Hey @awjuliani @vincentpierre , i have simmilar problem, any timing to fix this in master repo? Ideas to solve problem localy (to train to unity MLAgents Challenge )?

jglazman commented 6 years ago

This could be totally unrelated, but you should be careful to mind the order of events if you set reward and done inside of OnCollisionEnter(). Remember that AgentStep() is called from FixedUpdate() which happens immediately BEFORE Unity executes physics updates.

Just to clarify, looking at the v0.2 code the order goes like this (when using resetOnDone = true):

  1. Academy.FixedUpdate()
    1. Brain.SendState() // sends reward to the brain
    2. if done then
      1. Reset()
    3. else
      1. agent.reward = 0
      2. agent.done = false
      3. Brain.DecideAction()
      4. AcademyStep()
      5. if !agent.done then
        1. AgentStep()
  2. Agent.OnCollisionEnter()

So you have to be careful not to overwrite your reward and done values in OnCollisionEnter if you are also setting them from AgentStep.

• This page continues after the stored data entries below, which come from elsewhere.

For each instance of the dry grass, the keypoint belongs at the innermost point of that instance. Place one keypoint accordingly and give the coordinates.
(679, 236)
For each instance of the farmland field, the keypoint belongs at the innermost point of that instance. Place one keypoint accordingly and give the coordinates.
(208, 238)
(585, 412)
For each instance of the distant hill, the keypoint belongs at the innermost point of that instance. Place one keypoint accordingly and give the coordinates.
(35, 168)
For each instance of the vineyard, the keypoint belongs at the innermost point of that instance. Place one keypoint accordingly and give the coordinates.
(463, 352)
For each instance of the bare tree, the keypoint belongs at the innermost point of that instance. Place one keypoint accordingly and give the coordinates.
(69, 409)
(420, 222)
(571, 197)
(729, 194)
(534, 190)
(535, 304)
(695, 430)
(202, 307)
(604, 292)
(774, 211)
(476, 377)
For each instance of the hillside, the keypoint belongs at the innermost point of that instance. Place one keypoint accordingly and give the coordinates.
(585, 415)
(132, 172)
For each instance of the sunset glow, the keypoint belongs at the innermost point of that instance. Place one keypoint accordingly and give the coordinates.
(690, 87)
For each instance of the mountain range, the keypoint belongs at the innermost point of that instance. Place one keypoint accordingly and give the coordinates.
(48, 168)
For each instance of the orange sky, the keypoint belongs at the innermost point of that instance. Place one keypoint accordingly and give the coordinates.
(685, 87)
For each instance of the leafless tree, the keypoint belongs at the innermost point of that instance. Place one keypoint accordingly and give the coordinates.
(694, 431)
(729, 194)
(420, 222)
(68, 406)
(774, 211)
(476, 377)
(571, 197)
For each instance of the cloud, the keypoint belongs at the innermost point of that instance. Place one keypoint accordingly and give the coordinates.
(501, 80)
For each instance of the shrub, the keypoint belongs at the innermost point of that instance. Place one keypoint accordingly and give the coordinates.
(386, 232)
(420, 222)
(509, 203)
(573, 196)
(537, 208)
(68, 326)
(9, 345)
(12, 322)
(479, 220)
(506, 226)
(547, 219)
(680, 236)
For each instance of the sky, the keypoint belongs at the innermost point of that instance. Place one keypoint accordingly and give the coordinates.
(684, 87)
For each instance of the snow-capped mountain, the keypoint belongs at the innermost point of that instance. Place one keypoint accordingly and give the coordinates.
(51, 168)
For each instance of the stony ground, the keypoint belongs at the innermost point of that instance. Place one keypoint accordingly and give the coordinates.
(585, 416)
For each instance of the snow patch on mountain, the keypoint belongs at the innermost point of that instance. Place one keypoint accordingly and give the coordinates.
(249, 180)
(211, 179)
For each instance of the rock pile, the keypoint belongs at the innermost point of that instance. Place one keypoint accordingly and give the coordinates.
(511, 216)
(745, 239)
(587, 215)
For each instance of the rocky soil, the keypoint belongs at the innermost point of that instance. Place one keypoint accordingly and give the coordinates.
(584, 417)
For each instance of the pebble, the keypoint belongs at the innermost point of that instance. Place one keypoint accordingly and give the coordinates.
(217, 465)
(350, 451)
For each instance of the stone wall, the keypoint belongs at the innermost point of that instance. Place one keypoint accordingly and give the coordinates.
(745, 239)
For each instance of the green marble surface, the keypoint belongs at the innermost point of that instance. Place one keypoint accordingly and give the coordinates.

Also note that these values aren't processed until the next frame.

The only part I don't understand is how reward is used when you set done=true, since it appears to be discarded in Reset() and never sent to the brain. [edit: nevermind, in external mode it sends reward to the brain before resetting]

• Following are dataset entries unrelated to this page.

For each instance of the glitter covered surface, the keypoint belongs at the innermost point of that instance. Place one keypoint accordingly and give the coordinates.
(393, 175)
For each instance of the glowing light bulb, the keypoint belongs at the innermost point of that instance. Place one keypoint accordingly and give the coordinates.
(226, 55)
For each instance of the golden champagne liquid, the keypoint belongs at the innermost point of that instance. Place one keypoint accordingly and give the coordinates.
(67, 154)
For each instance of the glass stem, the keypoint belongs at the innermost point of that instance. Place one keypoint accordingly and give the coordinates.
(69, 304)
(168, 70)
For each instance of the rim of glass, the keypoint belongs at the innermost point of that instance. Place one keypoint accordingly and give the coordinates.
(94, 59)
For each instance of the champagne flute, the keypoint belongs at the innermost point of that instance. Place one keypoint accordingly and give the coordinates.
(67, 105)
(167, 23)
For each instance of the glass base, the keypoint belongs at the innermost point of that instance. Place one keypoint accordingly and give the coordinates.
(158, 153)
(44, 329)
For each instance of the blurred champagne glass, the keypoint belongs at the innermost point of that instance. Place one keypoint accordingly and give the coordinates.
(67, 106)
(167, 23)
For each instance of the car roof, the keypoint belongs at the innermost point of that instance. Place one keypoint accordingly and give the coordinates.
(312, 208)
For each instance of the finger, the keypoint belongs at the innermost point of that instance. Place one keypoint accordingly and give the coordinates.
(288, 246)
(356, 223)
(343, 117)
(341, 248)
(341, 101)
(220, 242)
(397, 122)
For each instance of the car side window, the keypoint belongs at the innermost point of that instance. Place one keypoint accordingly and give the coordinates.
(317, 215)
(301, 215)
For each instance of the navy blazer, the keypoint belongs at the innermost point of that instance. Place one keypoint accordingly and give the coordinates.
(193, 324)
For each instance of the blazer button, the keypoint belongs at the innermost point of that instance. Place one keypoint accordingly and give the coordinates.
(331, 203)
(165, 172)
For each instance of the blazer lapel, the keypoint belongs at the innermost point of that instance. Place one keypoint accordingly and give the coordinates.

vincentpierre commented 6 years ago

For those still looking into the Cumulative rewards, a couple of notes: Cumulative reward is not used by Python (It is not even sent), it is just meant to help developers. We are still trying to figure out how to make the cumulative reward be as accurate as possible. This method seems to be working but we implemented a cleaner version in the branch development-0.3 that consists of modifying the SetCumulativeReward method:

public void SetCumulativeReward()
    {
        if (!done)
        {
            CumulativeReward += reward;
        }
        else
        {
            CumulativeReward = 0f;
        }
    }

and removing modifications of the CumulativeReward in the Reset() method.

Thank you @jglazman for these clarification on OnCollisionEnter. I suppose if you set done to true in this method, the agent would reset in the next FixedUpdate, not the current one. This is important to keep in mind.

lock[bot] commented 4 years ago

This thread has been automatically locked since there has not been any recent activity after it was closed. Please open a new issue for related bugs.